Deal made on HB2 compromises the health, well-being of LGBT citizens

WiG staff

North Carolina’s infamous HB2 (House Bill 2) created a worldwide stir by banning trans citizens from using public restrooms corresponding to their gender expression. It also forbade municipalities from enacting policies to protect LGBT people from discrimination.

HB2’s impact on the state’s politics and economy was swift. The law prompted some businesses to halt expansions. Entertainers and sports organizations canceled or relocated events that had been scheduled in the state, including the NBA All-Star game in Charlotte.

A recent Associated Press analysis found that HB2 already will cost the state more than $3.76 billion in lost business over a dozen years.

Former GOP Gov. Pat McCrory, who signed the law, was targeted for defeat and lost his re-election race, even as Republican Donald Trump prevailed in the state. His replacement, Democrat Roy Cooper, vowed to repeal the law.

The measure to repeal HB2 passed on March 30, but it looks as if not much will change. The new law leaves state legislators in charge of policy on public, multi-stall restrooms. It also prohibits municipalities from enacting ordinances to protect LGBT people from discrimination on the basis of sexual orientation and gender identity until December 2020.

Let’s look at what this “compromise” does.

To start, the new bill effectively leaves North Carolina’s hard-right Legislature in control of where trans citizens can do their business. It means that bearded, masculine trans men have to use the ladies’ room in public places, and trans women in full make-up and high heels will have to use the men’s room.

The other part of the new law — extending the state’s ban until 2020 on laws designed to protect LGBT people from discrimination — defies both reason and the law of the land.

Is the extension meant to give North Carolinians time to absorb the shocking idea that they can’t violate the civil rights of LGBT folks? Or is it a signal that they’d better get all their homophobia and transphobia out of their systems in the next two and a half years?

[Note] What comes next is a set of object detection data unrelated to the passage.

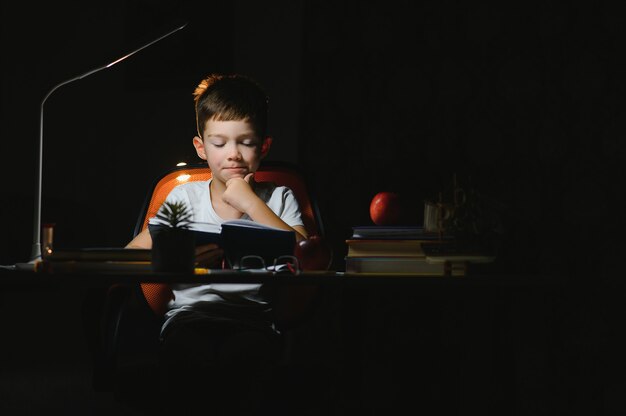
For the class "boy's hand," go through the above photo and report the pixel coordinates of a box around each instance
[196,243,224,269]
[222,173,260,214]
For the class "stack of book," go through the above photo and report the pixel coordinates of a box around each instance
[345,226,493,276]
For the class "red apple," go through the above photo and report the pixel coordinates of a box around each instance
[294,235,332,270]
[370,191,404,225]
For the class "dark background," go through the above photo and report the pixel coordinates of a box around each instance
[0,0,626,272]
[0,0,626,414]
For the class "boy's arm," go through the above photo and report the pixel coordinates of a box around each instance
[222,174,308,241]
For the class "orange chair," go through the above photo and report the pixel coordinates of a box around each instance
[134,162,324,315]
[93,162,324,396]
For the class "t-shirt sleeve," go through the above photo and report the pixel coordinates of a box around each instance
[270,186,304,227]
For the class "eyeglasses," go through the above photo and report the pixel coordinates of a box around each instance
[232,255,301,275]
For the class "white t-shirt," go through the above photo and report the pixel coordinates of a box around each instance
[151,180,304,333]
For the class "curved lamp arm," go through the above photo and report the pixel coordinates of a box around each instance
[30,22,187,263]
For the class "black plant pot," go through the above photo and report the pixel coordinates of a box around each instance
[151,228,196,273]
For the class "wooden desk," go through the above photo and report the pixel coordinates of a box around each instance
[0,270,626,415]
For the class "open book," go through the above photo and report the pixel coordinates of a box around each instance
[148,219,296,267]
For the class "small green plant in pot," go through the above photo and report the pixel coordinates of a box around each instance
[150,201,196,273]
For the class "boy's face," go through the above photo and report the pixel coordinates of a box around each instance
[193,120,270,183]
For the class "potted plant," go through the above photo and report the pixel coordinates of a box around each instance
[150,201,196,273]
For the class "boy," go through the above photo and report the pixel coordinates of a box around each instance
[127,74,307,414]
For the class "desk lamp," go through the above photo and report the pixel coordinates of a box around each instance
[16,22,187,270]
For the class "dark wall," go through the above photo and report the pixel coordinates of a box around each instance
[0,0,625,272]
[300,1,626,273]
[0,0,626,414]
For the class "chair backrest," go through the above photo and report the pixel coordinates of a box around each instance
[135,162,324,315]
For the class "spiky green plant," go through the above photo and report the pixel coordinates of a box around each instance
[156,201,191,229]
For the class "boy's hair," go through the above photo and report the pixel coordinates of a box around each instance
[193,74,269,139]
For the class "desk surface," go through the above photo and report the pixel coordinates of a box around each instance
[0,269,562,290]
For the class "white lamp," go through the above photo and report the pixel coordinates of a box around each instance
[16,23,187,269]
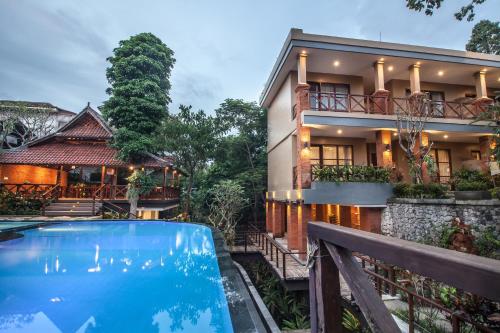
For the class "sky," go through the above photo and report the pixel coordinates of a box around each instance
[0,0,500,113]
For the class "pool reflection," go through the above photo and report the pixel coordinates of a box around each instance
[0,222,232,333]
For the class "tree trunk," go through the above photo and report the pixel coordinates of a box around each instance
[184,172,193,215]
[128,197,139,219]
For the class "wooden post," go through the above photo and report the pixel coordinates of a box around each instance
[324,243,401,333]
[309,241,342,333]
[101,165,106,186]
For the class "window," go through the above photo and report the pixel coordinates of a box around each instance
[311,145,353,166]
[430,149,451,184]
[470,150,481,161]
[308,82,349,111]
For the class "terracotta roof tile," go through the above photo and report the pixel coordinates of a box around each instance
[0,142,172,168]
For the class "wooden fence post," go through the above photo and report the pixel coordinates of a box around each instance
[309,241,342,333]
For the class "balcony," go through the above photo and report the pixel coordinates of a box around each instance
[309,92,493,119]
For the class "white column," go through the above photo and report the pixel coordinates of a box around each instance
[297,53,307,84]
[374,60,385,91]
[474,71,488,98]
[410,64,420,94]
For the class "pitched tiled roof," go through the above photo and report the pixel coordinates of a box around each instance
[55,112,113,139]
[0,141,172,168]
[0,105,177,168]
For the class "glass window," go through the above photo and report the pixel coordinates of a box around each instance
[430,149,451,184]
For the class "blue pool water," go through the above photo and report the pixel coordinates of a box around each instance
[0,221,233,333]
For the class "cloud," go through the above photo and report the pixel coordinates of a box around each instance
[0,0,498,112]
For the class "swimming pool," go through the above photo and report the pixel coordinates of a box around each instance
[0,221,233,333]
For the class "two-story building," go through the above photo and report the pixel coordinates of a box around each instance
[260,29,500,251]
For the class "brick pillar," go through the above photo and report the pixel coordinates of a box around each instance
[286,203,299,250]
[414,132,431,184]
[339,206,352,228]
[297,204,311,258]
[375,131,392,167]
[479,136,493,166]
[266,200,273,232]
[359,207,382,234]
[273,201,285,238]
[295,84,311,189]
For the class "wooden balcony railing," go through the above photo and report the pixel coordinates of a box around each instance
[308,222,500,333]
[0,183,179,200]
[309,92,494,119]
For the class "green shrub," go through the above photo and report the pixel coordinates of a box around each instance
[450,168,492,191]
[455,180,490,191]
[490,187,500,199]
[313,165,391,183]
[394,183,446,199]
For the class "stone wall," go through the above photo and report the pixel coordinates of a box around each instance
[381,199,500,241]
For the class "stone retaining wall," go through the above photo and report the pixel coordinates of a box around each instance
[381,199,500,241]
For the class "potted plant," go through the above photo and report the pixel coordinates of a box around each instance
[451,169,492,200]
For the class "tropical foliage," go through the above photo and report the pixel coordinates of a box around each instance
[127,170,154,218]
[465,20,500,54]
[208,180,247,245]
[406,0,486,21]
[101,33,175,162]
[158,105,222,213]
[313,165,391,183]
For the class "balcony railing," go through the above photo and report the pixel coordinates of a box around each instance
[309,92,494,119]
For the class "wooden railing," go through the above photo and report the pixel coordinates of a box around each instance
[244,230,306,280]
[309,92,389,114]
[0,183,56,199]
[308,222,500,333]
[0,183,179,200]
[309,92,488,119]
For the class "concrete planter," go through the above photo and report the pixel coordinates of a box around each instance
[455,191,491,200]
[302,182,393,206]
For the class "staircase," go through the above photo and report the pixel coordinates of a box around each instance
[45,199,102,216]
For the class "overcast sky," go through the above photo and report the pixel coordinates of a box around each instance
[0,0,500,112]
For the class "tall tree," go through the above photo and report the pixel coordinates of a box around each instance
[158,105,220,213]
[465,20,500,54]
[101,33,175,162]
[406,0,486,21]
[216,99,267,222]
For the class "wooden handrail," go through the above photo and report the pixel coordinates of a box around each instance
[307,222,500,333]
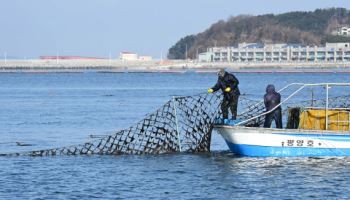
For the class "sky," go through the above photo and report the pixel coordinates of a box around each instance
[0,0,350,59]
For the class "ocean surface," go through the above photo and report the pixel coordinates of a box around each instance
[0,72,350,199]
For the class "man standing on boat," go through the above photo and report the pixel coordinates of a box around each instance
[264,85,282,128]
[208,69,240,120]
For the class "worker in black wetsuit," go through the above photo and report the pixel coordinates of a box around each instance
[264,85,282,128]
[208,69,240,120]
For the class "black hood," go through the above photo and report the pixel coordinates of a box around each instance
[266,84,275,93]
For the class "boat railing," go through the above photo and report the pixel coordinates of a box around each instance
[236,83,350,130]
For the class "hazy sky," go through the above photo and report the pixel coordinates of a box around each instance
[0,0,350,58]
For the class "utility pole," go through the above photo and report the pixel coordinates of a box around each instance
[108,51,112,66]
[56,51,58,64]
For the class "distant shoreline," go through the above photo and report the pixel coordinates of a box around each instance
[0,59,350,73]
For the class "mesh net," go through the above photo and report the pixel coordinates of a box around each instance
[2,84,350,156]
[6,93,221,156]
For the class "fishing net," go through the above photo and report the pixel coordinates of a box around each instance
[6,93,222,156]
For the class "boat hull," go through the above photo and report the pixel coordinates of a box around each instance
[216,125,350,157]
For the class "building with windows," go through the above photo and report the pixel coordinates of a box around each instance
[198,43,350,62]
[337,26,350,36]
[119,52,138,60]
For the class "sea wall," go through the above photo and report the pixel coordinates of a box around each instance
[0,59,350,72]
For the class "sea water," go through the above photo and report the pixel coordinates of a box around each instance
[0,72,350,199]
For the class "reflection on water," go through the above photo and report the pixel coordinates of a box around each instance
[0,73,350,199]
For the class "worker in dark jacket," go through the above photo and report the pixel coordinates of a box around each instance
[264,85,282,128]
[208,69,240,120]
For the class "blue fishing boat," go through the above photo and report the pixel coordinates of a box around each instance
[215,83,350,157]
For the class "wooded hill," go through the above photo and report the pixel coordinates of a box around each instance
[168,8,350,59]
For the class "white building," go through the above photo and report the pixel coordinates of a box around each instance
[198,43,350,62]
[139,56,152,61]
[119,52,138,60]
[337,26,350,36]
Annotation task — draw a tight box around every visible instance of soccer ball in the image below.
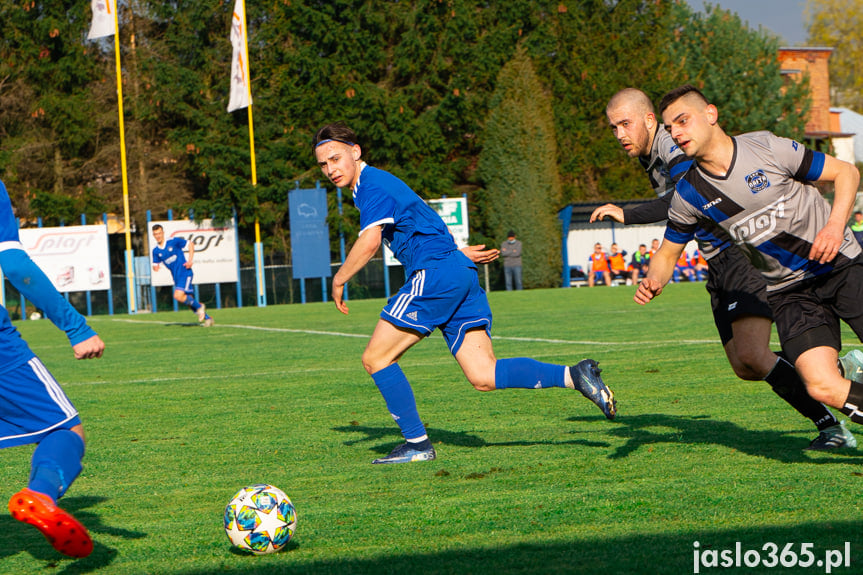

The Supreme Court already decided in Romer v. Evans (1996) that it’s unconstitutional for states to forbid cities, towns, and counties from enacting nondiscrimination protections for LGBT people. North Carolina is now operating in defiance of that ruling — just so right-wing bigots can throw people they perceive to be gay, lesbian or trans out of their businesses and refuse them housing, credit or wedding cakes.

The repeal “compromise” already has backfired — no one is happy with it.

The measure “does not repeal HB2. It is simply a new version of HB2 that abandons LGBTQ people, targets the transgender community, and leaves thousands of North Carolinians vulnerable to discrimination at work, at home, and in their communities,” Human Rights Campaign President Chad Griffin said in a statement. “Just like we did with … McCrory, we will hold all elected officials accountable — Democrats and Republicans — who target our community by advancing this statewide ban on nondiscrimination protections.”

The “Christian” right is no happier.

The only thing that the so-called compromise bill actually compromised is the safety and well-being of the state’s LGBT citizens.